We are wanting to recruit to the study 25,000 people, 20,000 people who were diagnosed because of an onset prior to the COVID pandemic, and 5,000 who specifically have been diagnosed with ME/CFS because of their COVID-19 virus infection.  And that is a newer part of our studies since last year.

So we are going to for those people who pass the criteria (and if you don’t pass the criteria, it doesn’t mean to say you don’t have ME/CFS, it does means that we just have particular criteria that have been set for us internationally and by our funders) and so we will ask for those people who do pass those criteria to give a saliva sample in a tube that goes back into an envelope, that goes back into the post and is sent to the biosample centre in Milton Keynes, who will extract the DNA.

And from there, the DNA goes over to California, and it is analysed there in exactly the same way as was done for the UK Biobank and they send us back the data. All of this is done in an anonymised way, and we have strict confidentiality agreements with all of our partners, which have been thoroughly vetted by our institution and by the ethics committee. So then we do the DNA data analysis.

We ask this question of every part of the genome, whether there is a letter that is substantially and significantly more frequent among people with ME than in others. We’re able to use the UK Biobank in general for our controls.

So that’s it, we will hopefully be able to find these dots that lie above the red line which are indicated here in these red circles.

And what does that show us? That shows us that there are genetic risk factors for being diagnosed with ME But that’s not where we stop. We will go as fast as possible to understanding the genetic contributions to ME as part of what we already know about biology. Through disease networks, how molecules work together. We’ll use every type of approach that we can. High power statistics, artificial intelligence, machine learning we’ll fold in drug databases, we’ll ask whether existing drugs are likely to reverse these symptoms observed because they are targets of the genes that have been pinpointed by our genetic study.

And then it’s not up to us, but up to pharmaceutical companies to take those target genes that we’ve been identifying and to take them forward for trials which take, unfortunately, very many years and involve many thousands of participants and can take, as it says at the bottom right here, several years to complete.

But the reason that we start with genetics is that this whole process of going to trials has a very high drop-out rate.
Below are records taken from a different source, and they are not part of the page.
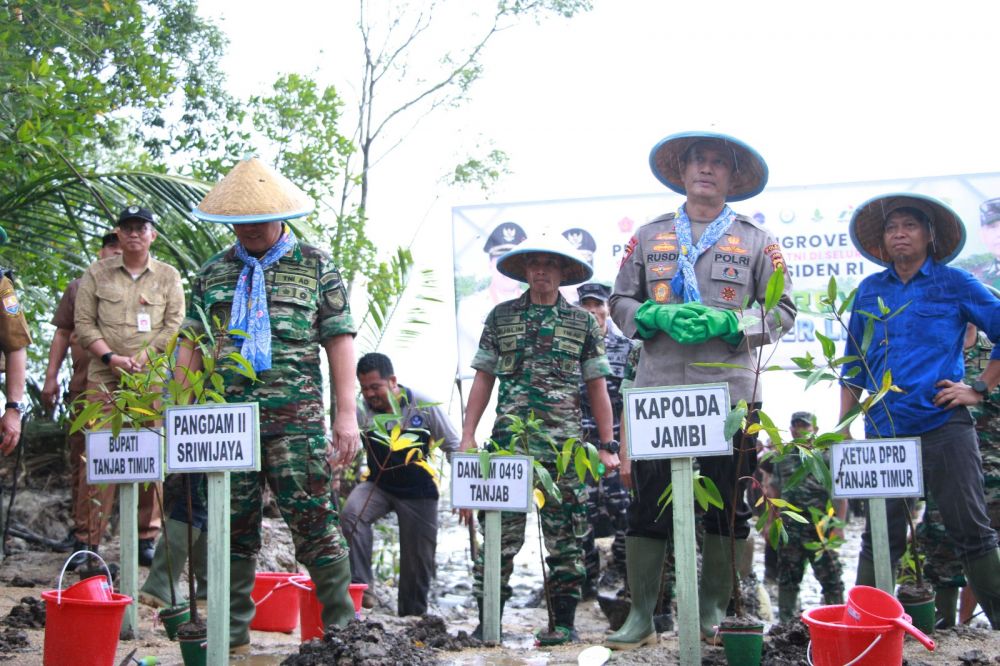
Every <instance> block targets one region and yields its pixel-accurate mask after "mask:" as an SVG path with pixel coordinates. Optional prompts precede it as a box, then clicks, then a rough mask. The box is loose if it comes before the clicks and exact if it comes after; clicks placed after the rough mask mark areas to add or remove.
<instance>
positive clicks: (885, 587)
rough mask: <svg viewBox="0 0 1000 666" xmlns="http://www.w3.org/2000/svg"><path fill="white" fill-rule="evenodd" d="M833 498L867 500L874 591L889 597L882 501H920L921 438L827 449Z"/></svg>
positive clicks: (886, 522) (885, 548) (922, 481)
mask: <svg viewBox="0 0 1000 666" xmlns="http://www.w3.org/2000/svg"><path fill="white" fill-rule="evenodd" d="M830 472H831V473H832V474H833V497H834V499H867V500H868V524H869V525H870V529H871V535H872V559H873V560H874V565H875V586H876V587H878V589H880V590H882V591H883V592H886V593H888V594H892V593H893V591H894V590H893V587H894V577H893V574H892V557H891V553H890V552H889V523H888V519H887V514H886V507H885V500H886V499H887V498H906V497H920V496H921V495H923V494H924V473H923V464H922V457H921V452H920V438H919V437H913V438H901V439H858V440H844V441H842V442H837V443H835V444H834V445H833V447H832V448H831V449H830Z"/></svg>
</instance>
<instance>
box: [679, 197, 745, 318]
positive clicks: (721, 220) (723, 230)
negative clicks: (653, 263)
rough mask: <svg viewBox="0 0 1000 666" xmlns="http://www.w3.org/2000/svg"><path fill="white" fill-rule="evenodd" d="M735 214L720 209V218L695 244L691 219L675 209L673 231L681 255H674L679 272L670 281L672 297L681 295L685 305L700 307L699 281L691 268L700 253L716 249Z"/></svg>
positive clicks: (683, 211)
mask: <svg viewBox="0 0 1000 666" xmlns="http://www.w3.org/2000/svg"><path fill="white" fill-rule="evenodd" d="M735 218H736V213H734V212H733V209H732V208H730V207H729V206H728V205H726V206H723V207H722V212H721V213H719V217H717V218H715V219H714V220H712V222H711V224H709V225H708V228H707V229H705V231H704V233H702V235H701V238H700V239H699V240H698V244H697V245H695V244H694V243H692V242H691V218H689V217H688V215H687V211H686V210H685V209H684V206H681V207H680V208H678V209H677V216H676V217H675V218H674V231H675V232H676V233H677V243H678V245H680V252H678V254H677V264H678V265H679V267H680V270H678V271H677V275H675V276H674V279H672V280H671V281H670V289H671V291H673V292H674V293H675V294H683V296H684V302H685V303H691V302H692V301H693V302H696V303H701V292H700V291H699V290H698V278H697V277H695V274H694V264H695V262H696V261H698V257H700V256H701V254H702V252H704V251H705V250H707V249H708V248H710V247H712V246H713V245H715V243H716V242H717V241H718V240H719V239H720V238H722V234H724V233H726V231H727V230H728V229H729V227H730V225H732V223H733V220H734V219H735Z"/></svg>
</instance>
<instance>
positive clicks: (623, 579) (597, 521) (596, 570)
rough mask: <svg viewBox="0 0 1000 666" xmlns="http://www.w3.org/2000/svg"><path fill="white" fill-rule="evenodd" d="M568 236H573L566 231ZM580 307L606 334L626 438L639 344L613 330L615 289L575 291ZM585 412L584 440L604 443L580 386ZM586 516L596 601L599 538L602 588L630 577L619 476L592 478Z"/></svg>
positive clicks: (613, 395) (598, 557) (592, 590)
mask: <svg viewBox="0 0 1000 666" xmlns="http://www.w3.org/2000/svg"><path fill="white" fill-rule="evenodd" d="M566 233H569V232H566ZM576 292H577V296H578V297H579V301H580V307H582V308H583V309H584V310H586V311H587V312H589V313H590V314H592V315H594V318H595V319H596V320H597V325H598V327H600V329H601V333H602V334H603V335H604V351H605V353H606V354H607V356H608V365H609V366H610V367H611V374H610V375H608V376H607V377H606V378H605V380H606V381H607V384H608V397H609V398H610V399H611V418H612V431H613V435H614V438H615V439H616V440H617V439H621V414H622V406H623V405H622V393H621V383H622V379H623V378H624V377H625V366H626V365H627V364H628V355H629V351H630V350H631V349H632V347H634V346H635V345H637V344H638V343H637V342H634V341H632V340H629V339H628V338H626V337H625V336H624V335H621V334H620V333H617V332H615V331H613V330H611V328H610V327H609V326H608V322H609V321H610V319H609V314H610V313H609V311H608V299H609V298H610V297H611V289H610V288H608V287H607V286H605V285H603V284H599V283H596V282H588V283H587V284H584V285H580V287H578V288H577V290H576ZM580 413H581V414H582V415H583V419H582V421H581V425H582V426H583V437H584V439H585V440H586V441H588V442H590V443H591V444H593V445H594V446H597V445H598V444H600V437H598V435H597V421H595V420H594V415H593V410H592V409H591V408H590V394H589V393H588V392H587V385H586V383H583V384H581V385H580ZM586 483H587V488H588V496H587V515H588V516H589V519H590V520H589V524H588V530H587V535H586V536H585V537H584V538H583V539H582V540H581V544H580V546H581V548H583V559H584V566H585V567H586V569H587V580H586V582H585V583H584V586H583V598H584V599H591V598H593V597H594V596H596V594H597V585H598V580H599V577H600V574H601V557H600V552H599V551H598V549H597V543H596V542H595V537H606V536H612V535H613V536H614V537H615V540H614V543H613V544H612V546H611V563H610V564H609V565H608V568H607V571H606V572H605V575H604V577H602V578H600V583H601V585H602V586H605V585H606V586H608V587H613V586H615V585H617V584H618V583H619V582H621V581H623V580H624V577H625V528H626V526H627V523H628V514H627V511H628V492H627V491H626V490H625V489H624V488H623V487H622V483H621V476H620V475H619V473H618V471H617V470H616V471H614V472H610V473H608V474H606V475H605V476H603V477H602V478H600V479H598V480H596V481H595V480H594V479H591V478H588V479H587V480H586Z"/></svg>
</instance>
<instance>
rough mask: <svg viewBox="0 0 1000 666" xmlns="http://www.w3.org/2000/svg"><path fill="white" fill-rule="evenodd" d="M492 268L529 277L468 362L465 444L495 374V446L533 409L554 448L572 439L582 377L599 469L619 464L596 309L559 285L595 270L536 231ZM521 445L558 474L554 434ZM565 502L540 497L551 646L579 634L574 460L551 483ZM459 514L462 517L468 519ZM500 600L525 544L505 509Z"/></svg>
mask: <svg viewBox="0 0 1000 666" xmlns="http://www.w3.org/2000/svg"><path fill="white" fill-rule="evenodd" d="M497 268H498V269H499V270H500V271H501V272H502V273H504V274H505V275H508V276H510V277H512V278H514V279H516V280H519V281H521V282H527V283H528V291H526V292H525V293H524V294H523V295H522V296H521V297H520V298H517V299H515V300H512V301H507V302H505V303H501V304H500V305H498V306H497V307H495V308H494V309H493V311H492V312H490V314H489V316H488V317H487V318H486V325H485V327H484V328H483V335H482V338H481V339H480V342H479V351H478V352H477V353H476V356H475V358H474V360H473V362H472V367H473V368H475V369H476V376H475V379H474V380H473V383H472V389H471V390H470V392H469V403H468V406H467V408H466V412H465V422H464V424H463V426H462V448H463V449H470V448H474V447H475V445H476V441H475V433H476V426H477V425H478V424H479V420H480V418H482V415H483V412H484V411H485V410H486V406H487V404H488V403H489V399H490V394H491V393H492V392H493V385H494V383H496V380H497V378H499V379H500V388H499V397H498V400H497V412H496V415H497V418H496V421H495V422H494V425H493V440H494V441H496V442H497V443H498V444H499V445H500V446H501V447H506V446H507V445H508V444H509V443H510V441H511V431H510V422H509V420H508V419H507V418H505V417H506V416H507V415H508V414H509V415H513V416H517V417H519V418H521V419H527V418H528V417H529V416H530V415H531V414H532V413H533V414H534V416H535V417H536V418H538V419H541V420H542V421H543V422H544V426H543V428H544V435H545V436H546V437H547V438H549V439H550V440H551V441H554V442H555V443H556V444H557V445H558V446H560V447H561V446H562V443H563V442H564V441H565V440H566V439H568V438H570V437H576V438H578V439H579V438H580V436H581V434H582V433H581V432H580V407H579V404H580V400H579V383H580V382H581V381H583V382H586V384H587V390H588V392H589V394H590V401H591V409H592V412H593V415H594V418H595V419H596V421H597V428H598V436H599V438H600V447H599V455H600V458H601V462H602V463H604V465H605V468H606V469H608V470H614V469H615V468H617V467H618V455H617V454H618V442H617V441H615V440H614V437H613V436H612V429H611V402H610V400H609V399H608V389H607V383H606V382H605V380H604V377H605V375H607V374H608V372H609V368H608V361H607V357H606V356H605V355H604V342H603V336H602V335H601V332H600V329H598V327H597V322H596V321H595V319H594V317H593V316H591V315H590V314H588V313H587V312H585V311H584V310H582V309H580V308H578V307H576V306H574V305H570V304H569V303H568V302H567V301H566V299H565V298H563V297H562V295H561V294H560V293H559V287H560V286H567V285H573V284H579V283H580V282H584V281H585V280H587V278H589V277H590V276H591V274H592V271H591V268H590V266H589V265H587V264H586V263H585V262H584V261H583V260H582V259H580V257H579V256H577V254H576V252H575V251H574V250H573V248H572V247H571V246H570V245H568V244H567V242H566V240H565V239H564V238H562V237H560V236H554V237H553V236H549V235H547V234H542V235H540V237H538V238H536V239H535V240H534V242H532V240H531V239H528V240H526V241H525V242H524V243H522V244H521V245H520V246H519V247H518V248H517V249H515V250H512V251H510V252H508V253H507V254H505V255H504V256H503V257H501V258H500V260H499V261H498V262H497ZM527 448H528V450H527V451H519V452H522V453H527V454H528V455H532V456H534V457H535V460H537V461H540V462H542V463H543V464H544V465H545V466H546V468H547V469H548V471H549V473H550V474H551V476H552V478H553V479H555V478H556V477H557V472H556V468H555V462H554V461H555V456H556V453H555V451H553V449H552V446H551V442H550V441H546V440H545V439H543V438H540V437H532V438H531V439H530V440H529V442H528V444H527ZM557 485H558V488H559V491H560V493H561V495H562V502H561V503H557V502H553V501H549V502H546V503H545V505H544V507H542V509H541V511H540V513H541V527H542V532H543V534H544V535H545V548H546V550H547V551H548V557H547V558H546V562H547V563H548V566H549V572H550V573H549V578H548V580H549V590H548V592H549V601H550V604H551V606H550V607H551V610H552V613H553V615H554V617H555V627H556V628H555V633H554V634H550V633H548V632H547V631H546V630H543V631H540V632H539V633H538V639H539V642H541V643H543V644H558V643H565V642H568V641H572V640H576V631H575V630H574V628H573V625H574V619H575V615H576V606H577V603H578V602H579V600H580V592H581V587H582V584H583V581H584V578H585V573H584V569H583V561H582V554H581V552H580V545H579V543H578V541H577V539H578V538H579V536H581V535H582V534H583V532H584V530H585V529H586V527H585V526H586V515H585V502H586V487H585V486H584V485H583V484H582V483H581V481H580V479H578V478H577V477H576V473H575V472H574V470H573V466H572V465H571V466H570V469H569V470H568V471H567V473H566V474H564V475H563V476H562V478H560V479H559V481H558V482H557ZM469 517H470V516H469V512H468V511H464V510H463V512H462V519H463V520H468V519H469ZM501 520H502V526H503V533H502V537H501V555H500V557H501V564H500V577H501V590H500V599H501V608H502V607H503V603H505V602H506V600H507V599H509V598H510V596H511V592H512V590H511V587H510V585H509V580H510V575H511V573H512V571H513V568H514V556H515V555H516V554H517V553H518V551H520V549H521V546H522V545H523V544H524V527H525V523H526V519H525V514H523V513H503V514H502V519H501ZM482 586H483V553H482V552H480V554H479V558H478V559H477V560H476V563H475V594H476V599H477V601H478V602H479V604H480V626H479V628H477V630H476V631H477V632H478V634H477V635H478V636H482V594H483V587H482Z"/></svg>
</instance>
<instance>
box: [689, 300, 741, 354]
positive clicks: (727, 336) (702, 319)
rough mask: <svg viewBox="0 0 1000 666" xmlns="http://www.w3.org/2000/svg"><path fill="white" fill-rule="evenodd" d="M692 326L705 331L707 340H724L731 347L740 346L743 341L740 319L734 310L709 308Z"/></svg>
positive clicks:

So the number of targets that go forward drops very substantially very quickly. But if you have genetic evidence behind those targets, then that reduction of targets over time is very much slowed. So there are so many people I have to thank. I just want to do that here on this slide.

Lots of people working very, very hard indeed. So thank you very much to all of them. And please do pass on to anyone our DecodeME website and do get involved. So I’m just going to stop sharing now.

So hopefully, I’ve been helpful to you to understand a little better of what the DecodeME project is and why we’ve been looking at genetics.